Clearly, that includes saying all the right things, even on a night that will be remembered for your team doing all the wrong things when the time truly came for distinguishing one squad from the other.
"These are learning opportunities for our team," Coach Fred Hoiberg told ESPN. "I couldn't be happier the way we went and played and competed. A lot of guys played well, so there's a lot of positives to take out."
After the final whistle, management probably felt the need to look no farther than the other locker room for assurances they have finally chartered the right course for their young, but long-troubled franchise.
Philadelphia went through several seasons of the same kind of “lose as many as we can” in the name of getting better over the long haul game-planning, a process that ultimately landed them superstars-in-the-making Joel Embiid and Ben Simmons.
Bulls’ fans imagine one of those two transformative talents in a lineup that already includes a promising core of Lauri Markkanen, Zach Lavine, Kris Dunn and Bobby Portis.
Of that quartet, all have had their moments to shine this season, but none more so than Markkanen, who at 14.8 ranks fourth in scoring by rookies behind only Simmons (16.7 ppg), Utah’s Donovan Mitchell (19.7) and Los Angeles' Kyle Kuzma (15.5).
With less than a full season under his best, Markkanen has already drawn comparisons to surefire Hall of Famer Dirk Nowitzki.

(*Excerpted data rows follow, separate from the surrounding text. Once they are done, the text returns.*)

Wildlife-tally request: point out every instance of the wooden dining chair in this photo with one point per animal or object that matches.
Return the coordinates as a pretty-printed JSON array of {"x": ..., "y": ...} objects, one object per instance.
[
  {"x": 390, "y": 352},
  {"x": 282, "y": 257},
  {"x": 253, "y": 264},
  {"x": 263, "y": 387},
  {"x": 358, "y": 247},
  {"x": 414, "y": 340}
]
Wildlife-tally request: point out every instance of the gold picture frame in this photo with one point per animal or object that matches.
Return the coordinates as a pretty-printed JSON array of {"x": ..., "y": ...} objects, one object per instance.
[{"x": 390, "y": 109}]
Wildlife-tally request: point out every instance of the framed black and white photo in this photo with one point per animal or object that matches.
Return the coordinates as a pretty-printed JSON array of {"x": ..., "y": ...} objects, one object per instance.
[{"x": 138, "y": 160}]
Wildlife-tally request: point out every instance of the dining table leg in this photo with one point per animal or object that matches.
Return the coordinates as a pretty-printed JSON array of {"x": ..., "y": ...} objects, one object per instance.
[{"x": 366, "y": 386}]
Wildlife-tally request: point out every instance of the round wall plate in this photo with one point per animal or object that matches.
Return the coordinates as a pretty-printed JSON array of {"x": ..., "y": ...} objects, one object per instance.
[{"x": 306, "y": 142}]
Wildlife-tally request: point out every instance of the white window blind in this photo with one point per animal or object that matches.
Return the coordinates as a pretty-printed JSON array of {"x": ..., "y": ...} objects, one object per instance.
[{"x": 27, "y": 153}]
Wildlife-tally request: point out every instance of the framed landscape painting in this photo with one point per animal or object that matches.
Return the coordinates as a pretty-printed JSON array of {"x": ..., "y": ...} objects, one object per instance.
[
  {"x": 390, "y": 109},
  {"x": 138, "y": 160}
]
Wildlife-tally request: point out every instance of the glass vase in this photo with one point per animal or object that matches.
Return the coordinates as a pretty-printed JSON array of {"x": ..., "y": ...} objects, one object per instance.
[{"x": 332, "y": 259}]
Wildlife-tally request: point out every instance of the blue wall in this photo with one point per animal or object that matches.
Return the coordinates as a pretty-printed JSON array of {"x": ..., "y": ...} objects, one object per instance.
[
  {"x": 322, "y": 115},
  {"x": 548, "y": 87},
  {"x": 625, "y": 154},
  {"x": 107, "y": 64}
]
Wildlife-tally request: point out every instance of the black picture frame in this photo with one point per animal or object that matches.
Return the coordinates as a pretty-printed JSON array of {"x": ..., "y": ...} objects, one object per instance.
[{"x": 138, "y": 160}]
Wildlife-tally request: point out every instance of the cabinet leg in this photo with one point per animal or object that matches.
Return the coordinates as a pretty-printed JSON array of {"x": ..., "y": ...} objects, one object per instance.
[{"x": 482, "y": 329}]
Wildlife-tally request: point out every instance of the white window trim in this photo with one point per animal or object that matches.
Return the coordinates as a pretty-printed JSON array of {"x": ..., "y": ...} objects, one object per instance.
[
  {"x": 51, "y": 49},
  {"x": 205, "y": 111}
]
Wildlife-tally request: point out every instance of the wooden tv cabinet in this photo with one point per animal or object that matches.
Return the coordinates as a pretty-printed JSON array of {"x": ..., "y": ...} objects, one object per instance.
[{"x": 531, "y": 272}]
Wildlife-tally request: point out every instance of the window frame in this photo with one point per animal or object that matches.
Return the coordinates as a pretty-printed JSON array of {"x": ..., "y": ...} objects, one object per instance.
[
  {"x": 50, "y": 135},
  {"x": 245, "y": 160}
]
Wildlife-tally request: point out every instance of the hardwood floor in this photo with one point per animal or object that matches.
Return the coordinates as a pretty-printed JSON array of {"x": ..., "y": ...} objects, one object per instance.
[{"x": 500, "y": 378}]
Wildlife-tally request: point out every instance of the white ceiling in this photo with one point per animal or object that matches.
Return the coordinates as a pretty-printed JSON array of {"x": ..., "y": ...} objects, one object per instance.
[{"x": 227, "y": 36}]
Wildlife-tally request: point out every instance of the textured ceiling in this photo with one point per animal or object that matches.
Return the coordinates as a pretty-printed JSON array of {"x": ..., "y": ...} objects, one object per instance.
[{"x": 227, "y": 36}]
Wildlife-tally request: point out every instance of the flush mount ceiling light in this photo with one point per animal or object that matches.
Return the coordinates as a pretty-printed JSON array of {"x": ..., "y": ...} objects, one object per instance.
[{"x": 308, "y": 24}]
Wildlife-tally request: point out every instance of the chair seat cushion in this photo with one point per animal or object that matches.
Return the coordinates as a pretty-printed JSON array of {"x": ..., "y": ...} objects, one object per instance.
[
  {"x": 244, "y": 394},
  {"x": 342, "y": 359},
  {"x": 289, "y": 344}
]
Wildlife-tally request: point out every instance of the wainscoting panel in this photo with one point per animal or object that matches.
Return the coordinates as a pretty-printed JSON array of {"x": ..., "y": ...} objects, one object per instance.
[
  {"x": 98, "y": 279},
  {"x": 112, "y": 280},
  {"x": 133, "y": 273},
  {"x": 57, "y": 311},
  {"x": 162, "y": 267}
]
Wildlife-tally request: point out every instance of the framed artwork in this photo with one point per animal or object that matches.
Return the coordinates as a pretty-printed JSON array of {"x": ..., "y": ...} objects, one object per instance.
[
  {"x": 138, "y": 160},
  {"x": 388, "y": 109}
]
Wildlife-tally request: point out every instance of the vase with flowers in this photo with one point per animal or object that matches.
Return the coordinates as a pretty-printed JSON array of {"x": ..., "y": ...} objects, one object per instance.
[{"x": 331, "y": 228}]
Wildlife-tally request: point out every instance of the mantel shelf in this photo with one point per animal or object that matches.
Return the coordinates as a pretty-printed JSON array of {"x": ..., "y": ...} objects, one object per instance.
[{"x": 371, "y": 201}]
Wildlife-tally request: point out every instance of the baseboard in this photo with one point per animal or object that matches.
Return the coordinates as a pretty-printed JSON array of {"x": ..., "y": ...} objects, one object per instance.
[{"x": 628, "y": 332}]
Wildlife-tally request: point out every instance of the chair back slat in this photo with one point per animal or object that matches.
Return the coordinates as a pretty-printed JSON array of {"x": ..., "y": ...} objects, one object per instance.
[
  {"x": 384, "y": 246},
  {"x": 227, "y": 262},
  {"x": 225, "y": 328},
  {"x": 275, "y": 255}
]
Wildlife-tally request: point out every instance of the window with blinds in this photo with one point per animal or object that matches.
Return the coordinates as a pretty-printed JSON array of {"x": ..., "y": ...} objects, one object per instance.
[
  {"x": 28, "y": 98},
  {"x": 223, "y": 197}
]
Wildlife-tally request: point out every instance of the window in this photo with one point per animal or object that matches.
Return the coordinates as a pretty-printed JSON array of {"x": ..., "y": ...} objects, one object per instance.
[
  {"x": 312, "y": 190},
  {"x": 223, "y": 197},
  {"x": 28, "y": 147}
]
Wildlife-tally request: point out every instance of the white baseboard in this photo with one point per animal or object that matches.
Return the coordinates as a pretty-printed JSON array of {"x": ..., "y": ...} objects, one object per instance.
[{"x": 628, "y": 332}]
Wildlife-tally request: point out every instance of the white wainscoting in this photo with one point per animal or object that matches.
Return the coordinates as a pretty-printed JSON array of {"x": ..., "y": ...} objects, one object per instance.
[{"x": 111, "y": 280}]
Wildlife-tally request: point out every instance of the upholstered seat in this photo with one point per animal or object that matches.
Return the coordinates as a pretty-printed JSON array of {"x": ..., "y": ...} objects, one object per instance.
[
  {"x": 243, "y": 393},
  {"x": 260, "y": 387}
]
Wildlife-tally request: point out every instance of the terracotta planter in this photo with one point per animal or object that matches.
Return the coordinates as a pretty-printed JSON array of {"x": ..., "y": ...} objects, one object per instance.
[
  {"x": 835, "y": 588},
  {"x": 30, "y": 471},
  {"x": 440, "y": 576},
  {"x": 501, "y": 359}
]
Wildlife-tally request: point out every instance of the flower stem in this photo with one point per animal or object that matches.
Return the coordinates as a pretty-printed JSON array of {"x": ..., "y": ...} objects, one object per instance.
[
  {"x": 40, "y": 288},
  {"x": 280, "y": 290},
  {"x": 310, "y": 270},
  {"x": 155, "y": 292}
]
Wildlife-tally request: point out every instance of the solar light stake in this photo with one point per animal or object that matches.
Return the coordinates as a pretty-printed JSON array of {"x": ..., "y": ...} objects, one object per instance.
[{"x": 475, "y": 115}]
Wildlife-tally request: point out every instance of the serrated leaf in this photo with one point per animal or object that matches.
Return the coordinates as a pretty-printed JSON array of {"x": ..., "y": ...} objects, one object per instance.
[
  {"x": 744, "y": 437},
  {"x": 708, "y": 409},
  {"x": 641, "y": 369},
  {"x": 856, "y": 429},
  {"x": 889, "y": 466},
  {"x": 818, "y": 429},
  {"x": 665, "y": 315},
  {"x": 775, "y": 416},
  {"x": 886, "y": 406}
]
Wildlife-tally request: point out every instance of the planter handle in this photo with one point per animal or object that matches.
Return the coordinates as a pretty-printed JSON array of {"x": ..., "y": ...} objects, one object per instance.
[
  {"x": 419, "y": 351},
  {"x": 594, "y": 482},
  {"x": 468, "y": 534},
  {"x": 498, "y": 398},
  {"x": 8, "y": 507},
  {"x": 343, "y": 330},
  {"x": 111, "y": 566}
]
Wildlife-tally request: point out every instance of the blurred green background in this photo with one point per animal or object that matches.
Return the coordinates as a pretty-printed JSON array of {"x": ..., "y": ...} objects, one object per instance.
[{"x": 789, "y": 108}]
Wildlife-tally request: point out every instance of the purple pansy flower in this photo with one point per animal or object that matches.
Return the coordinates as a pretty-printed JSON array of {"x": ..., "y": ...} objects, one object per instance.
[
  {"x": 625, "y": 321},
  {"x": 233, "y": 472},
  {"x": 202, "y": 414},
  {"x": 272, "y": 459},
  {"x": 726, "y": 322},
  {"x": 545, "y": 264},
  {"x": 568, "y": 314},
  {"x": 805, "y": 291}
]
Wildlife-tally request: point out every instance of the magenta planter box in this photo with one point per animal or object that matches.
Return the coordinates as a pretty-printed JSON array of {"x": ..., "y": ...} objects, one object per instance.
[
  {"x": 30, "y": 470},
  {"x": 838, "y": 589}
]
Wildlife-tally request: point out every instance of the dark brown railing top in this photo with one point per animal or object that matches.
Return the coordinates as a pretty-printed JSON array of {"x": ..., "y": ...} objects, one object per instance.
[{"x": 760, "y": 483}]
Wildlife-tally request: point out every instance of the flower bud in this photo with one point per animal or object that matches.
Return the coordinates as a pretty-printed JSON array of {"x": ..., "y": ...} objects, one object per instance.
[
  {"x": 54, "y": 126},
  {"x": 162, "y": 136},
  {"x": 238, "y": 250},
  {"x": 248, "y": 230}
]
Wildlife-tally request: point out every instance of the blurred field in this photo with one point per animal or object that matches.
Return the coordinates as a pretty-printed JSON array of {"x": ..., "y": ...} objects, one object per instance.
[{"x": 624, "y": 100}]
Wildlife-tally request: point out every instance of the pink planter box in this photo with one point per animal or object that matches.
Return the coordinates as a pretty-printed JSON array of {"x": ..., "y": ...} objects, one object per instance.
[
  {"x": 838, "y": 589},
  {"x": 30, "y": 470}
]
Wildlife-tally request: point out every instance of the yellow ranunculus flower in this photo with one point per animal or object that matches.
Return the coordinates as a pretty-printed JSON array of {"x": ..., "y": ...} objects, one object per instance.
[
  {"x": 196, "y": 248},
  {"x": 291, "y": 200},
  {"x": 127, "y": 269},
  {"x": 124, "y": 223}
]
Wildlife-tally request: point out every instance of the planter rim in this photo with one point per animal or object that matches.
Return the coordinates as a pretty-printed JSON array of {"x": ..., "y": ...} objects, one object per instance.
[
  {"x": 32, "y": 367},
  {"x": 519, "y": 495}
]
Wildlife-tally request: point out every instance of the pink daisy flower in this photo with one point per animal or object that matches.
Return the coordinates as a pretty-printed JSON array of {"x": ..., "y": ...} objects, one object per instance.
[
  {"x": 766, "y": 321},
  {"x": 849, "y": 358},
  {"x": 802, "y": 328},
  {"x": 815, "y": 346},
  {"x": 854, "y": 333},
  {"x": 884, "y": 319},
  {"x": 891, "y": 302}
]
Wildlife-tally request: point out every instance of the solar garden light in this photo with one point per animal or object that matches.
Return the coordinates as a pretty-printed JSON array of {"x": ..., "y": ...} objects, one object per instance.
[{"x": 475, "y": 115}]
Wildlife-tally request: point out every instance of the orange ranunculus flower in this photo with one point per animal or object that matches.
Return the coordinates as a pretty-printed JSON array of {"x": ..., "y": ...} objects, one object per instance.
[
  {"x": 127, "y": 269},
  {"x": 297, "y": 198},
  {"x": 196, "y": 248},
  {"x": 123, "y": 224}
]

After missing the team’s first 43 games recovering from a left ACL injury he suffered last season while still a member of the Minnesota Timberwolves, Lavine has rebounded to average a team-leading 17.5 over the team’s last 16, albeit the team’s has gone just 5-11 over that stretch, lowlighted by an seven-game losing streak where four of their losses were by an average of 13.5 points.
But as Lavine's minutes have increased, so has his production, topping 20 points in five of his last seven outings on an average of just 26 minutes.
Alas, in yet another season where the Bulls have thoroughly underwhelmed as a whole, hope still springs eternal for Bulls fans on a few different fronts.
In that, perhaps, they can rejoice. It may be one of the few things they’ll have to cheer about the rest of this already forsaken season.